Un socialisme si humain

Un recueil de chroniques montre les convictions de George Orwell en faveur d’un socialisme démocratique. Et Bruce Bégout revient sur le concept de « décence ordinaire », central dans la pensée de l’écrivain anglais.

Olivier Doubre  • 27 novembre 2008 abonné·es

Hormis des spécialistes, la vie intellectuelle et politique au sein de la gauche britannique durant les années 1930 et 1940 est assez peu connue en France.

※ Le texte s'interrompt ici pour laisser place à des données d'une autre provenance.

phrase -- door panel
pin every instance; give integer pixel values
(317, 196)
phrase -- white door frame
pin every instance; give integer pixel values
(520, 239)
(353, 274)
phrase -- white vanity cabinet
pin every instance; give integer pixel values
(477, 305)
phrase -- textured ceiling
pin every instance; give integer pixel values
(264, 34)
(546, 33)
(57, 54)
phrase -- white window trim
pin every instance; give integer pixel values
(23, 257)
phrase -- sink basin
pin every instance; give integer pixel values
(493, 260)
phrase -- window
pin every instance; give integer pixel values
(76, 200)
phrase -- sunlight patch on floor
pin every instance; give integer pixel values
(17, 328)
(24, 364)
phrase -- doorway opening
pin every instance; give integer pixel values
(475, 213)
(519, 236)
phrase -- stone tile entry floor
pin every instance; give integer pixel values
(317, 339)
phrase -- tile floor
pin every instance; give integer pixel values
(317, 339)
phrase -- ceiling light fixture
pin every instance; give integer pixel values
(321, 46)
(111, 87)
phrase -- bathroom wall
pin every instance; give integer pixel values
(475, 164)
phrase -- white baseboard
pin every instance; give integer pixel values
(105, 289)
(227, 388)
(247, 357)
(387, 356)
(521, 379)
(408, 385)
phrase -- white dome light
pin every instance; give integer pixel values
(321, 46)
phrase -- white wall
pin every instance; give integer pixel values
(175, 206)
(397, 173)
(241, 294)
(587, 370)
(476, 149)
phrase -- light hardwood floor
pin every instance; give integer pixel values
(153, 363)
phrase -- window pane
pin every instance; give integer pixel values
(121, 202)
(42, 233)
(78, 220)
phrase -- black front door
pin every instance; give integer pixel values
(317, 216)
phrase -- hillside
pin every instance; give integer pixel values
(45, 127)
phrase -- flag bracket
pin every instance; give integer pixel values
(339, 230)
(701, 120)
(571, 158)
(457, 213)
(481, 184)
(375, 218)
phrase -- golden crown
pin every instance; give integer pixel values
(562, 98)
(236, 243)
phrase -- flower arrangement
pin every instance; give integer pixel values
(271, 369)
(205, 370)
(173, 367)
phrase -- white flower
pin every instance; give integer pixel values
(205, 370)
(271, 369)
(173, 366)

C’est ce que la série de chroniques – intitulée « À ma guise » – de George Orwell, publiées dans Tribune, un hebdomadaire engagé à la gauche du parti travailliste, permet aujourd’hui au lecteur français de découvrir, et notamment la très grande richesse des débats en son sein. Créé en 1937 par les leaders de l’aile gauche du Labour après leur rupture avec ce parti, Tribune publia, le 31 janvier 1947, comme chaque semaine, la chronique de George Orwell, qui célébrait le dixième anniversaire de l’hebdomadaire : « Je pense que c’est aujourd’hui le seul hebdomadaire qui fait un réel effort pour être à la fois progressiste et humain – à savoir qu’il mêle une politique radicale socialiste au respect de la liberté de parole et à une attitude civilisée envers la littérature et les arts. » Disposant d’un espace politique restreint, entre les communistes suivant inconditionnellement les Soviétiques et le Labour, ce courant de pensée connaît pourtant alors une grande vigueur intellectuelle, à laquelle Orwell contribue avec opiniâtreté.

Illustration - Un socialisme si humain

George Orwell observe avec finesse les évolutions de son époque.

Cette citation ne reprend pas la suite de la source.